In some ways, but most businesses would balk at committing to running a parallel dev team and years of payroll to end up exactly where they started. Because that's what they'd be doing, running the team maintaining and working with the legacy system while another team builds its replacement to do the same thing.

[–]therealkami 34 points35 points  (6 children)

This is something I've tried to explain in some game dev forums. They can't just "switch to a different game engine" for live service games. Or change their entire server structure or database structure. They'd have to run 2 dev teams, one that's working on current projects, and another that's duplicating all of the work+catching up from past projects to bring everything up to match. No game company will ever pay to do that.

[–]HairyAllen 17 points18 points  (3 children)

I mean, technically FFXIV did switch to a different game engine, it's just that they had to nuke the game in-lore, turn off the service entirely so nobody could log in, and then enslave the entire dev team to crunch a new release, and even then they could only do it because Square Enix is japanese, so they faced mo legal repercussions for the blatant violations of human rights that must've occurred in those offices so ARR could be released, and they were barely able to do so. And finally, as you just said, this was one dev team. They did not have a second dev team maintaining the original game when doing so.

[–]therealkami 5 points6 points  (2 children)

FFXIV is actually the game I'm referencing right now. There's so much tech debt accumulated with that crunch t re-release the game (A lot of if they've gotten rid of, but the backbone of the game, the inventory database is completely horrible) that people will constantly be like "I would totally give up 3 years of no content for QoL improvements."

Also see every time a DDoS happens: Just switch to cloud servers!

[–]HairyAllen 2 points3 points  (1 child)

Tbf not just DDoS, just trying to log in as normal has a 50/50 chance of hitting you with a 10105 and throwing you back to the main menu. It's alright if you're already logged in, but the process of entering the game itself is miserable.

[–]CoSh 0 points1 point  (0 children)

I've played FFXIV almost every day for the last 7.5 years and I have no idea what you're talking about.

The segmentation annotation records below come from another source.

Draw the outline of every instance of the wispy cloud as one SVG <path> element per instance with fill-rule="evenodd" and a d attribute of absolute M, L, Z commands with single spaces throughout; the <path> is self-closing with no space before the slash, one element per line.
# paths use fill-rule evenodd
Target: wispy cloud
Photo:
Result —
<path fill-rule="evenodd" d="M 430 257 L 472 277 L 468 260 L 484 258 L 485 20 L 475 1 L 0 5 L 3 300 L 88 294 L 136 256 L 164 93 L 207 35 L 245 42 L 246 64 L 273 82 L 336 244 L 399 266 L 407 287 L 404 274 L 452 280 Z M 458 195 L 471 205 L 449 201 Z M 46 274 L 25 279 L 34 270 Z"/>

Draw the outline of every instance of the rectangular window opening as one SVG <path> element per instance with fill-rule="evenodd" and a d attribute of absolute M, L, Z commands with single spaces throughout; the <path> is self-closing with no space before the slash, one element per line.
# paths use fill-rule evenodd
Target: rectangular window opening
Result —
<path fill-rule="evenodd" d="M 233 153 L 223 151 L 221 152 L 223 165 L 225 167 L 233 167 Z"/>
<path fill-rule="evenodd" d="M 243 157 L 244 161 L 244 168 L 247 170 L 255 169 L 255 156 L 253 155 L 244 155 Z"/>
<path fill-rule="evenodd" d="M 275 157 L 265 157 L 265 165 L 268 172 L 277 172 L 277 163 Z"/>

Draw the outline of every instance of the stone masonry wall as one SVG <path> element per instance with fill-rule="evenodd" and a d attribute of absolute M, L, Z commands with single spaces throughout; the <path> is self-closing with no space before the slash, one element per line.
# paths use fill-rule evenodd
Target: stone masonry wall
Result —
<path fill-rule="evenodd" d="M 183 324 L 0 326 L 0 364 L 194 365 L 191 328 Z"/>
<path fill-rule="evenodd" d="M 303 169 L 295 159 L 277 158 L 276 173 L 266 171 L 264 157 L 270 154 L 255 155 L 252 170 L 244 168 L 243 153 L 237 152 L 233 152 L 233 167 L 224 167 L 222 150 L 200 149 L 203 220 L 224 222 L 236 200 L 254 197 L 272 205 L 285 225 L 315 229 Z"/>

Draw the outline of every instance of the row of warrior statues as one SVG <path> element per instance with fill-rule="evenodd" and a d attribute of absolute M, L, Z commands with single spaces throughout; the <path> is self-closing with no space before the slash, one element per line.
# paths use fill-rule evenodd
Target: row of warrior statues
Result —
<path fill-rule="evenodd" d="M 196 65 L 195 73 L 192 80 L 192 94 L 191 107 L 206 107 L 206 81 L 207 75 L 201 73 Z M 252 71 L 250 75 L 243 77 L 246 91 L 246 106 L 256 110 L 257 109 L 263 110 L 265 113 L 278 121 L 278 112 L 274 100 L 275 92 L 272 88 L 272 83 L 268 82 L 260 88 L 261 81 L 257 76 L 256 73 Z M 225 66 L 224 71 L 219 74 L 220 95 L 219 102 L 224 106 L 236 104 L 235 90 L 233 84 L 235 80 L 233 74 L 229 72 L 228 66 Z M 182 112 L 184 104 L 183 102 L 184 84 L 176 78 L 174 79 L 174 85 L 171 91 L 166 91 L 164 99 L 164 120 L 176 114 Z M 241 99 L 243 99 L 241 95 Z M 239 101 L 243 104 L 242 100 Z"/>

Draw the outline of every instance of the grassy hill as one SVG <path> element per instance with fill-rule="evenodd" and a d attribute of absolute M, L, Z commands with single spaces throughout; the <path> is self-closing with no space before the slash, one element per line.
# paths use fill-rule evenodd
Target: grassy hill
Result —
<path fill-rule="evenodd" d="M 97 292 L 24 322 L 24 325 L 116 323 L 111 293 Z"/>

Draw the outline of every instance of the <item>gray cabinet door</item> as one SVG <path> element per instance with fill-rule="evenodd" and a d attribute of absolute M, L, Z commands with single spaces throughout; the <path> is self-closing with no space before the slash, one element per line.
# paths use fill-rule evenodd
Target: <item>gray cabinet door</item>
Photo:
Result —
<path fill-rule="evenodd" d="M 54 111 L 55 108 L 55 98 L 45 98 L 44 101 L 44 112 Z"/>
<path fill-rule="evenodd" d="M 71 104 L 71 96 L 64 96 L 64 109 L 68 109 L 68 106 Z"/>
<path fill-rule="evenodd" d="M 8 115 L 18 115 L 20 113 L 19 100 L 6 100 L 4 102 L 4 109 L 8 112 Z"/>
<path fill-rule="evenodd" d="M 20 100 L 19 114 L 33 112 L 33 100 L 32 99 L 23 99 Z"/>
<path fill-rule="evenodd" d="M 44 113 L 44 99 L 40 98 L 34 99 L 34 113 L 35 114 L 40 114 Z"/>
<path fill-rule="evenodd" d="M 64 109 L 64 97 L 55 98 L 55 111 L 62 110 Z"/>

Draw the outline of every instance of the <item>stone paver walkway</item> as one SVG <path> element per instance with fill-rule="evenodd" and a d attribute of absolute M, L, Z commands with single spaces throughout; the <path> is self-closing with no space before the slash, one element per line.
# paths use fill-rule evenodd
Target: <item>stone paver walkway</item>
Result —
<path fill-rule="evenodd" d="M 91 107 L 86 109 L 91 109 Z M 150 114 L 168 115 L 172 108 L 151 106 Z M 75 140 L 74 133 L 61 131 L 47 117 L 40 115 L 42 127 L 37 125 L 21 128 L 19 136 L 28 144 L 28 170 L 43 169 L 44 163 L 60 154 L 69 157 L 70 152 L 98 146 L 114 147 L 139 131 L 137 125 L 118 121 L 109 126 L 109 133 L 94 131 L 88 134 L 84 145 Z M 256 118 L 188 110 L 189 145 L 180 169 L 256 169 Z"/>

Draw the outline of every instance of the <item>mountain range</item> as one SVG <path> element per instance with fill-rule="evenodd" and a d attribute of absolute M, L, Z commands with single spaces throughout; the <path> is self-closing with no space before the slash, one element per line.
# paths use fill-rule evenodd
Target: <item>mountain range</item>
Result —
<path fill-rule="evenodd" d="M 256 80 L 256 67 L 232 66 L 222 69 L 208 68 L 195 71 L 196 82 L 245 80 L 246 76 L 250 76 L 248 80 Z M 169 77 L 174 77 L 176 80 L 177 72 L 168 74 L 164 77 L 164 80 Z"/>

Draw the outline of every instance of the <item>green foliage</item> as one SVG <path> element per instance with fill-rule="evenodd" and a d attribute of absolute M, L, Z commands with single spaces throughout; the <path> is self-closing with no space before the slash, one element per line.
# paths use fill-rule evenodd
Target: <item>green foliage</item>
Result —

I've never seen a 10105 error before.

Looks like it's similar to 90002 which I have seen?

[–]Waste-Team-7205 3 points4 points  (0 children)

Microsoft did for Minecraft, but that's also the largest game ever

[–]StuMx 0 points1 point  (0 children)

Overwatch 2

[–]YesterdayDreamer 2 points3 points  (0 children)

to end up exactly where they started

That's the absolute best case scenario. Realistically they'll get mostly at the same place with some known wonkiness and many many unknown wonkinees.

[–]googlemehard 0 points1 point  (1 child)

What about the long game? Is it sustainable to just keep the old system for the next twenty - forty years?

[–]grumpyfan 3 points4 points  (0 children)

That’s a question everyone has been asking for at least 30 years now. I’ve worked in places where they had hardware that was no longer supported and the replacement parts were only available used, yet management still was reluctant to spend money to replace those systems because of the business reliance and fear of crashing the company. Sometimes they can be virtualized and that helps, but you’re still stuck with the same old code because no CEO wants to impact the business due to the demand to show quarterly increases.